Autre différence entre ces deux éditions récentes, tandis que celle de F. Billacois restitue le texte de Montchrétien à l’identique, celle 214de M. Laudet, qu’on ne saurait dire une réédition, est transcrite dans l’orthographe et avec la ponctuation d’aujourd’hui, ce qui la rend plus aisément lisible… même si nous baignons encore dans un français archaïque qui exige un certain effort. Un exemple pris au hasard :
Voilà donc les cuirs que nous avons de nous-mêmes en la plus grande part ; car pour le demeurer, ils nous viennent de Barbarie, du Cap Vert et du Pérou : mais le tout est bien écorné par les étrangers (p. 162).

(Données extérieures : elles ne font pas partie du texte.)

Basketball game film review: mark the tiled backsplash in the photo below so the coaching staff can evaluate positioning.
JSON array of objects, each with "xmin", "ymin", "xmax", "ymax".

Les termes qui nous sont devenus incompréhensibles sont traduits en note (ex : « conroyer » = imperméabiliser, p. 162), ou, à l’inverse, remplacés dans le corps du texte et mentionnés en note (ex : « hommagère » = redevable, p. 179). D’autres notes, parfois conséquentes, apportent des explications d’ordre historique ou analytique. Les compléments à la fin de l’ouvrage en font une véritable édition savante : bibliographie, glossaire, notices et index sur les personnes (ou héros de la mythologie très présents chez Montchrétien) et les lieux cités dans le Traité. On constate néanmoins que le glossaire et les notices sur les personnes in fine font double emploi avec les notes insérées au fil du texte.

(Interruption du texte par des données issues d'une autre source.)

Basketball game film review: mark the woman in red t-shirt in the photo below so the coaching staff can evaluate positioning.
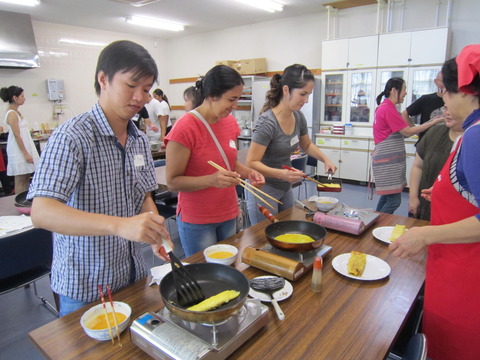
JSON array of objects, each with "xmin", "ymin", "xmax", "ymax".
[
  {"xmin": 372, "ymin": 77, "xmax": 444, "ymax": 214},
  {"xmin": 165, "ymin": 65, "xmax": 265, "ymax": 256}
]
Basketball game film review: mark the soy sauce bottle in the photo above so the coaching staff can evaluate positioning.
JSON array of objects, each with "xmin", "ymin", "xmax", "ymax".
[{"xmin": 311, "ymin": 256, "xmax": 323, "ymax": 292}]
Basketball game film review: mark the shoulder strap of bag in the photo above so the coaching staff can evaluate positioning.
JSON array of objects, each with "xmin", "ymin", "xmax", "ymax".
[{"xmin": 190, "ymin": 110, "xmax": 232, "ymax": 171}]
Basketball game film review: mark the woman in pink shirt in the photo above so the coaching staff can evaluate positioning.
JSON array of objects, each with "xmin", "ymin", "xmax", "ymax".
[
  {"xmin": 165, "ymin": 65, "xmax": 265, "ymax": 256},
  {"xmin": 372, "ymin": 78, "xmax": 444, "ymax": 214}
]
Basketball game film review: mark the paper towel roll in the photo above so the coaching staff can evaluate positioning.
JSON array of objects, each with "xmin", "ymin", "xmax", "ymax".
[{"xmin": 313, "ymin": 211, "xmax": 365, "ymax": 235}]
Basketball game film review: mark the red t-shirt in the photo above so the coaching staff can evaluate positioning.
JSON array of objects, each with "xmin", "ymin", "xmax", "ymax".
[
  {"xmin": 165, "ymin": 113, "xmax": 240, "ymax": 224},
  {"xmin": 373, "ymin": 99, "xmax": 408, "ymax": 144}
]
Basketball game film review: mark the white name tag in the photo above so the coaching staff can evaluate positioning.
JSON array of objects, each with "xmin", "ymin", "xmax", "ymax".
[
  {"xmin": 290, "ymin": 135, "xmax": 298, "ymax": 146},
  {"xmin": 133, "ymin": 155, "xmax": 145, "ymax": 167}
]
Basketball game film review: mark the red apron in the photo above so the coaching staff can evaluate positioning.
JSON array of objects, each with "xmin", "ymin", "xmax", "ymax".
[{"xmin": 423, "ymin": 135, "xmax": 480, "ymax": 360}]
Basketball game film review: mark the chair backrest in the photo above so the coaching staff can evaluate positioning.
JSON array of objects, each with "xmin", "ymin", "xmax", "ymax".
[
  {"xmin": 292, "ymin": 155, "xmax": 308, "ymax": 171},
  {"xmin": 402, "ymin": 333, "xmax": 427, "ymax": 360},
  {"xmin": 0, "ymin": 229, "xmax": 53, "ymax": 281}
]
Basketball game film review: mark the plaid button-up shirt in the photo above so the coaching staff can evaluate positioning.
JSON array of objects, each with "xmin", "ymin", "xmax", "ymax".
[{"xmin": 28, "ymin": 104, "xmax": 157, "ymax": 302}]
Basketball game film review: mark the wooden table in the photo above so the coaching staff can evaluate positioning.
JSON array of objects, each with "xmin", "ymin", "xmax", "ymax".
[{"xmin": 30, "ymin": 207, "xmax": 426, "ymax": 360}]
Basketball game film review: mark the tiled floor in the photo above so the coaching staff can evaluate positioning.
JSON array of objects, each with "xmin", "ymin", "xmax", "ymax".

Une copieuse introduction de quatre-vingt pages nous aide à faire connaissance tant avec la personne de Montchrétien qu’avec la doctrine développée dans le Traité. Il est dommage que l’auteur et l’éditeur aient laissé subsister quelques scories qui nuisent à l’élégance de cette introduction mais non à sa compréhension. Il y a cependant un point sur lequel on aimerait être éclairé plus précisément qui concerne l’ascendance de Monchrétien. À suivre M. Laudet, il est avéré que si l’auteur du premier Traité d’économie politique se trouvait bien, après sa naissance, chez un apothicaire de Falaise nommé Mauchrétien, il n’en était pas le fils. Une note de bas de page, à la page suivante, nous apprend que « le père naturel d’Antoine de Monchrétien est en fait, très probablement, Jacques Thésart », apparenté aux Stuart, sans qu’aucun élément ne vienne étayer cette hypothèse. Or la paternité de ce Jacques Thésart sera tenue pour certaine dans la suite du texte !

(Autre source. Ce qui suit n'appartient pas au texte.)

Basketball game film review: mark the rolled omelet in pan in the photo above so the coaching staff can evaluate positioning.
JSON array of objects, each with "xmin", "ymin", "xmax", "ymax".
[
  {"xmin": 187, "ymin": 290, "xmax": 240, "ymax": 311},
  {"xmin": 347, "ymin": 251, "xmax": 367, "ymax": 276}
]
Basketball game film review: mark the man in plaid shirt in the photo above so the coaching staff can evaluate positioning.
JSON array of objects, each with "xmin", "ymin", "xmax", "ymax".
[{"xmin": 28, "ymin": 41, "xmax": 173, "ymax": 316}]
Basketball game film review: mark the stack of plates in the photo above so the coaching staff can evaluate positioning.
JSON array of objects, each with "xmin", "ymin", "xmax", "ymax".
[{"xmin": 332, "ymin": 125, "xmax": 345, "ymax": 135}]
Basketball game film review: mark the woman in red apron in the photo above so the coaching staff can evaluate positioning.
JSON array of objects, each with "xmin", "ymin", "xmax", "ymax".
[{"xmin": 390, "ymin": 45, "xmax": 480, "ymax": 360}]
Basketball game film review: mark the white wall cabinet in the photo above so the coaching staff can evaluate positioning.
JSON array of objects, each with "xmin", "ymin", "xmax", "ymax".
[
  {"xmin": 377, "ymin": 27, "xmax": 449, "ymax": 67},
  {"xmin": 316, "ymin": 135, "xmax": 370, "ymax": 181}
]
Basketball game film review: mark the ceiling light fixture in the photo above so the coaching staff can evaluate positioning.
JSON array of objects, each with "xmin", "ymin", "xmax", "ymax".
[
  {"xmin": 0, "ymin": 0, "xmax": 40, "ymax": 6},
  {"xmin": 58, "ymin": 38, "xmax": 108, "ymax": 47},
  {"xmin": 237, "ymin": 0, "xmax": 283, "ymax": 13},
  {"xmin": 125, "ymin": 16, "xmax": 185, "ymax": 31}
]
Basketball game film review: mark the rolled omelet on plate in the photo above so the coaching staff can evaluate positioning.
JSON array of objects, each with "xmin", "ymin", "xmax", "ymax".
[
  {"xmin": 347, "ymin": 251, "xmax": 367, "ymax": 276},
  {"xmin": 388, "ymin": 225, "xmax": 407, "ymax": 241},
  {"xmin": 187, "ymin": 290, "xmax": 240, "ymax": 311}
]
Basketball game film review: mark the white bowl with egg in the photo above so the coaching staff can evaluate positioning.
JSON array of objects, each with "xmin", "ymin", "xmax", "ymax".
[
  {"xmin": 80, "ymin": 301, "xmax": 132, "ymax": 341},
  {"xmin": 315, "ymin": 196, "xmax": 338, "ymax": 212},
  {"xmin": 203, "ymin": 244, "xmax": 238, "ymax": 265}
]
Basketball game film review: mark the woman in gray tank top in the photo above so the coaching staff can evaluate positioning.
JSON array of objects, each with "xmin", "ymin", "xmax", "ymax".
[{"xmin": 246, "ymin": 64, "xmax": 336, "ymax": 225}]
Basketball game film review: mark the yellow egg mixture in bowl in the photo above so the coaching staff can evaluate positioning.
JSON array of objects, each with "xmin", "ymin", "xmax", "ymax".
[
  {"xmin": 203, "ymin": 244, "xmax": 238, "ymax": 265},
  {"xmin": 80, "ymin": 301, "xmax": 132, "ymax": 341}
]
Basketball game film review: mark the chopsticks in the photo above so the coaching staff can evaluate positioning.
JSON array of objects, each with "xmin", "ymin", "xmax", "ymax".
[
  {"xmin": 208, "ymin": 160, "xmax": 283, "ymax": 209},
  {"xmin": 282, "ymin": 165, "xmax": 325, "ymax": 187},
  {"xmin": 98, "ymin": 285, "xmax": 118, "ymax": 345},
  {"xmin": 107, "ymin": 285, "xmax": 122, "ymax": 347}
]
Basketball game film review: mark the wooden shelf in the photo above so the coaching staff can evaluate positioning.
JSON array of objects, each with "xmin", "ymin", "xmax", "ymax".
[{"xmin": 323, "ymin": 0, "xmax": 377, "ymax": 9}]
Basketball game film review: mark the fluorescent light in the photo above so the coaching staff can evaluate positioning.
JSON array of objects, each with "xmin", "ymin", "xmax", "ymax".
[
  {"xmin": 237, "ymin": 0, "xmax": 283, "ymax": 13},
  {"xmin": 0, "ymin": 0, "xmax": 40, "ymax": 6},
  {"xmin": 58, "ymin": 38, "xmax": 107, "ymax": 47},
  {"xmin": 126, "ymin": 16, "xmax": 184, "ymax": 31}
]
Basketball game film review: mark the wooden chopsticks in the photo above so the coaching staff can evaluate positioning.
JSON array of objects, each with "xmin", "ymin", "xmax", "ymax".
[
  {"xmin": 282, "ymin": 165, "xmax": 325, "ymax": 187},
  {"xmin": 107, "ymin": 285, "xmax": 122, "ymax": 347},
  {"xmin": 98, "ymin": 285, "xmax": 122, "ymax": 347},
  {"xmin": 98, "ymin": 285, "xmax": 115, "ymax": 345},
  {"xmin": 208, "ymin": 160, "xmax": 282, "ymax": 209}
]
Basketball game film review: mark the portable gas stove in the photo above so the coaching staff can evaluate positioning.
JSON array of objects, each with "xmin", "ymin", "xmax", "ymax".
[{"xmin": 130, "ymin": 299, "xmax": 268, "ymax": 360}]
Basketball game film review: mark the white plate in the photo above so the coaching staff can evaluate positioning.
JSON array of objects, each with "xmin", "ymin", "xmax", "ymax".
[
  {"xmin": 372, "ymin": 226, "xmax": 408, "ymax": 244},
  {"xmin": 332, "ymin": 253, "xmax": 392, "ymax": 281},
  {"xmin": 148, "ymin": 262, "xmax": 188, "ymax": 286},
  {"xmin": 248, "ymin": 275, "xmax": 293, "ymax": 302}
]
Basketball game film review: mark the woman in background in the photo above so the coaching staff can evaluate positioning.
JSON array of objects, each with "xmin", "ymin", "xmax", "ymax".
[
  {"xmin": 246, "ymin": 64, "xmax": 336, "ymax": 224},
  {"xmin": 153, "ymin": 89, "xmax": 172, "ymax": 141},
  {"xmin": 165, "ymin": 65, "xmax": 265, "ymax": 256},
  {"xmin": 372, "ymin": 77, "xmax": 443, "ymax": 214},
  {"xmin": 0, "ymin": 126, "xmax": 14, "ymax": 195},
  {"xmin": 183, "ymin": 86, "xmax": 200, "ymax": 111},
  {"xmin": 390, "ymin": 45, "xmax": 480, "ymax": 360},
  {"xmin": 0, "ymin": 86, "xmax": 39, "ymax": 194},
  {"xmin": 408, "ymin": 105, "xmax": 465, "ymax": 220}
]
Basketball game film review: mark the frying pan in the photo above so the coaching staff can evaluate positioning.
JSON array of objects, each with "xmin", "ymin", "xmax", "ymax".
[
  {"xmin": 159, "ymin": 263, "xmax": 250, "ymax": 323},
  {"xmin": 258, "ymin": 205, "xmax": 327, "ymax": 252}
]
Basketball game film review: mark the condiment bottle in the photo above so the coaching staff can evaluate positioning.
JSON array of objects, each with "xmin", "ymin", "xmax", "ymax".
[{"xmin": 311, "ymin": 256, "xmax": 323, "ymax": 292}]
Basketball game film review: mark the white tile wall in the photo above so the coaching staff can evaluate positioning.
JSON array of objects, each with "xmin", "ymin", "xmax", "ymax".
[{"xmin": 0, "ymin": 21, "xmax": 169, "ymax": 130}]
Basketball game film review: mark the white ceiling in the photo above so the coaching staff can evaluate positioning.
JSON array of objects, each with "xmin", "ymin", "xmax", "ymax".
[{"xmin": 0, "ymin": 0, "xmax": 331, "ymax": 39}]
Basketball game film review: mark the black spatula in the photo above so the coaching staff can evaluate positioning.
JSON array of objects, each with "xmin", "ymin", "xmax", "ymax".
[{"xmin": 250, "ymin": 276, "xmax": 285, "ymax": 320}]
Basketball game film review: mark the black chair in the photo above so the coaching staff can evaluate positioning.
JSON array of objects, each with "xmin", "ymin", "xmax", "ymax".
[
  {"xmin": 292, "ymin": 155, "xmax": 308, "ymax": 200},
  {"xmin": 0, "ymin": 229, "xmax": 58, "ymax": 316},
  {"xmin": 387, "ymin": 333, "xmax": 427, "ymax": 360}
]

L’introduction insiste à juste titre sur la différence essentielle entre l’économie politique de Montchrétien et celle qui surgira au xviiie siècle avec les physiocrates et plus tard Adam Smith, caractérisée par la croyance en un ordre naturel au service duquel les lois humaines devraient se subordonner. Pour Montchrétien, par contre, « la raison d’État n’est pas 215toujours une, non plus que celle de la médecine : à nouveaux maux, nouveaux remèdes […] Les considérations du gouvernement changent et les conseils de mêmes : d’une façon aujourd’hui, demain de l’autre, selon que la nécessité le requiert » (p. 54 et 193). On trouve néanmoins très clairement énoncée chez Montchrétien la thèse smithienne de l’harmonie des intérêts :
La plus ordinaire liaison des hommes et leur plus fréquent assemblage dépend du secours qu’ils s’entre-prêtent et des offices mutuels qu’ils se rendent de main en main, mais en telle sorte que chacun est plus porté de son profit particulier comme d’un mouvement propre et à part de cet autre mouvement général que donne sans qu’il s’en aperçoive quasi la nature de son premier mobile (p. 51 et 132).
« Sans qu’il s’en aperçoive » : la « main invisible » n’est pas loin ! Alors Montchrétien était-il mercantiliste ? Tout en admettant que ses recommandations en matière politique rejoignent celles de ce courant, M. Laudet refuse de l’y ranger, Montchrétien n’adhérant pas, selon lui, à la thèse chrysohédoniste et étant un précurseur de la valeur travail. De fait, Montchrétien a bien écrit que « ce n’est point l’abondance d’or et d’argent, la quantité de perles et de diamants qui fait [les États] riches et opulents, c’est l’accommodement des choses nécessaires à la vie » (p. 50 et 296). On sait pourtant que le mercantilisme a pris des formes variées. En outre, c’est bien Montchrétien qui déclarait à propos de la France, la France de son temps plus précisément : « Maintenant […] il faut déployer tous artifices pour y faire venir l’argent » (p. 194). Or, dans l’introduction de son chapitre consacré au système mercantile, Smith écrit exactement que « la grande affaire [dans ce système], trouve-t-on toujours, c’est d’en acquérir » [de l’argent]. Précisément ce qu’on vient de lire sous la plume de Montchrétien.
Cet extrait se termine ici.